Foram feitos três estudos de caso. O primeiro
tratou do trabalho de assistência feito na sede da PMFC –
onde eram atendidos os casos mais dramáticos, que não
podiam ser resolvidos na procuradoria –, que utilizava uma metodologia
desenvolvida por eles.
O segundo estudo acompanhou o grupo de técnicos
– psicólogos e assistentes sociais – que atuava nas
dependências da procuradoria. O terceiro foi voltado para a população-alvo.
“Estudamos uma população que não fazia parte
da clientela atendida, mas que era equivalente do ponto de vista social.
Essa população serviu como grupo de controle”, disse
a pesquisadora do Nepo.
Inovação social
Os autores do estudo contaram com a consultoria de uma
especialista em avaliação de projetos sociais, a socióloga
Regina Faria. “Ela nos ajudou a delinear o projeto utilizando
um modelo que chamamos de avaliação formativa: à
medida que os resultados vão sendo produzidos, são introduzidas
alterações no atendimento. Com isso não era necessário
esperar que o projeto acabasse para que melhorias pudessem ser feitas”,
disse Maria Coleta.
Esse modelo, segundo a professora do Departamento de
Demografia da Unicamp, é coerente com a linha de pesquisa do
Projeto de Políticas Públicas da FAPESP, uma vez que a
tecnologia social gerada pode ser transferida para aplicação
na sociedade.
“A cada momento, a pequisa era discutida com as
equipes, para que elas aprimorassem as ações. A própria
característica da PróMulher, Família e Cidadania,
cujos técnicos tinham abertura para a constante reelaboração
dos procedimentos, facilitou essa tarefa.
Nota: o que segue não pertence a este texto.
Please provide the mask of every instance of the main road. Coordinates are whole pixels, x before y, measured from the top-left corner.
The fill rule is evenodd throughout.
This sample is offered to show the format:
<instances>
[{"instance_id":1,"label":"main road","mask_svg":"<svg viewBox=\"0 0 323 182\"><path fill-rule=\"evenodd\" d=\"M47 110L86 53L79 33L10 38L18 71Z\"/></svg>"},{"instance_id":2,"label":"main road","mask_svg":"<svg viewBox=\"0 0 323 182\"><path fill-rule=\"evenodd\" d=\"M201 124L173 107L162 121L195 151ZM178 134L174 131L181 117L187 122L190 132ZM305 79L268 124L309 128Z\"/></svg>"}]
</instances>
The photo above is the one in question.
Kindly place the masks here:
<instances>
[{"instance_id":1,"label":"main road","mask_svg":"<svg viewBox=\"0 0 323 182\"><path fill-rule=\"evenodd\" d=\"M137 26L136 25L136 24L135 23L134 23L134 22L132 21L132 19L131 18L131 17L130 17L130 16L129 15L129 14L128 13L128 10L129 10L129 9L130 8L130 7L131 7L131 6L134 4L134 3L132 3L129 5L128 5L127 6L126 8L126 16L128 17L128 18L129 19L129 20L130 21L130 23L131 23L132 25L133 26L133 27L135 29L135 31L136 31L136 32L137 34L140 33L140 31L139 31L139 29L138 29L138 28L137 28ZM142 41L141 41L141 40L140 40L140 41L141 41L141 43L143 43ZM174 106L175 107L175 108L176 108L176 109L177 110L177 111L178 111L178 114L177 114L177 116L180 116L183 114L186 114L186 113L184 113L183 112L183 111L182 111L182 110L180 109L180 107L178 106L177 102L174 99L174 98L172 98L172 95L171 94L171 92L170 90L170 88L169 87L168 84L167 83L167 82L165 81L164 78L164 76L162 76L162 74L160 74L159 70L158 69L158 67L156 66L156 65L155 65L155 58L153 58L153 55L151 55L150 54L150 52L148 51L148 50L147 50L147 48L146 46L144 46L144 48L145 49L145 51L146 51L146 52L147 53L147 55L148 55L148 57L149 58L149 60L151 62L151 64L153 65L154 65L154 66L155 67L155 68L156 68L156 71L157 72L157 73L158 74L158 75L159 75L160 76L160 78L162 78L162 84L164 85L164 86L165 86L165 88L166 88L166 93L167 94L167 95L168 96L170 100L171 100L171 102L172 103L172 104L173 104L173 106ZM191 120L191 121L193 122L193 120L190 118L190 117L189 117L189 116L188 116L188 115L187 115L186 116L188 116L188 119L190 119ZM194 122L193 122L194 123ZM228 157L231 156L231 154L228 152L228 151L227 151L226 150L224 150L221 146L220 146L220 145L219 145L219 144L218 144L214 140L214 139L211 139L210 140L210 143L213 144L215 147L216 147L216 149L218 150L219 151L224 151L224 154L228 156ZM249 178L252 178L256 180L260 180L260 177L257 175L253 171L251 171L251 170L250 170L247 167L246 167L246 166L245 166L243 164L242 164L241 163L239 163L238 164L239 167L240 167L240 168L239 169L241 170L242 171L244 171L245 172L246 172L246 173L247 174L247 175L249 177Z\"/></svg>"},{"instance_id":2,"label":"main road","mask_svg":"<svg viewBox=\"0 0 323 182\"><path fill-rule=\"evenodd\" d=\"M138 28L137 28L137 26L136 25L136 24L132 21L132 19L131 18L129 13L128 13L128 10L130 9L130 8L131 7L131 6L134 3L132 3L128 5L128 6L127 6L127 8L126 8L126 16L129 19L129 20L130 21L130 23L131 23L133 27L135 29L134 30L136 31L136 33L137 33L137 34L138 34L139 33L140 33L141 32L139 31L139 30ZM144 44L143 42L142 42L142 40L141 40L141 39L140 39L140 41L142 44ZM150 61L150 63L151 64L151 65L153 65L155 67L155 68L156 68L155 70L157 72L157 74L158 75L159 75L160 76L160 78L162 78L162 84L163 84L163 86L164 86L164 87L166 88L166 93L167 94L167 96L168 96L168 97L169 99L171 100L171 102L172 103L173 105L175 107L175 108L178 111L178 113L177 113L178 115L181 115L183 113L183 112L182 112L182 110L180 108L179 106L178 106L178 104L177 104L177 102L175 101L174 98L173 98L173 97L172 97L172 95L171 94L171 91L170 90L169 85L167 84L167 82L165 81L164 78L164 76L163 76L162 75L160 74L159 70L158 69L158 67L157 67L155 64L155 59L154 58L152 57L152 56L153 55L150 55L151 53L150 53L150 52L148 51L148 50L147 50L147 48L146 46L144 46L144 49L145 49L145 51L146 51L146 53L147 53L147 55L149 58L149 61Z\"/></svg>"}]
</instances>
O tempo todo eles puderam
se expressar sobre pontos positivos e dificuldades encontradas”,
contou.
Foram realizados, então, workshops de treinamento
com os técnicos que estavam trabalhando e, no fim do processo,
com os defensores públicos que passaram a atuar depois. “Nos
workshops utilizamos a estrutura do que seria um programa de treinamento
para mediadores”, disse.
Na segunda parte, segundo Maria Coleta, o livro expõe
detalhadamente o método transdisciplinar resultante de toda a
pesquisa. “Basicamente, demos instrumentos para que advogados,
psicólogos e assistentes sociais possam agir em seus respectivos
setores de forma coordenada”, afirmou.
O livro dá recomendações práticas
para uma efetiva transdisciplinaridade, recomenda procedimentos técnicos
para o estabelecimento de acordos e apresenta dicas de linguagem e atitude,
além de sugerir uma bibliografia para aprofundamento na metodologia.
Um anexo traz ainda remissões a casos paradigmáticos,
em que alguns relatos de mediação de conflitos foram editados
e narrados. “O resultado é um verdadeiro instrumental de
trabalho, na forma de um manual bastante prático”, disse
a coordenadora do estudo.
A equipe de pesquisa teve cerca de dez profissionais
fixos e inúmeras contribuições. Além da
coordenadora, a organização do livro coube à socióloga
Sandra Unbehaum e às psicanalistas Malvina Muszkat e Susana Muszkat.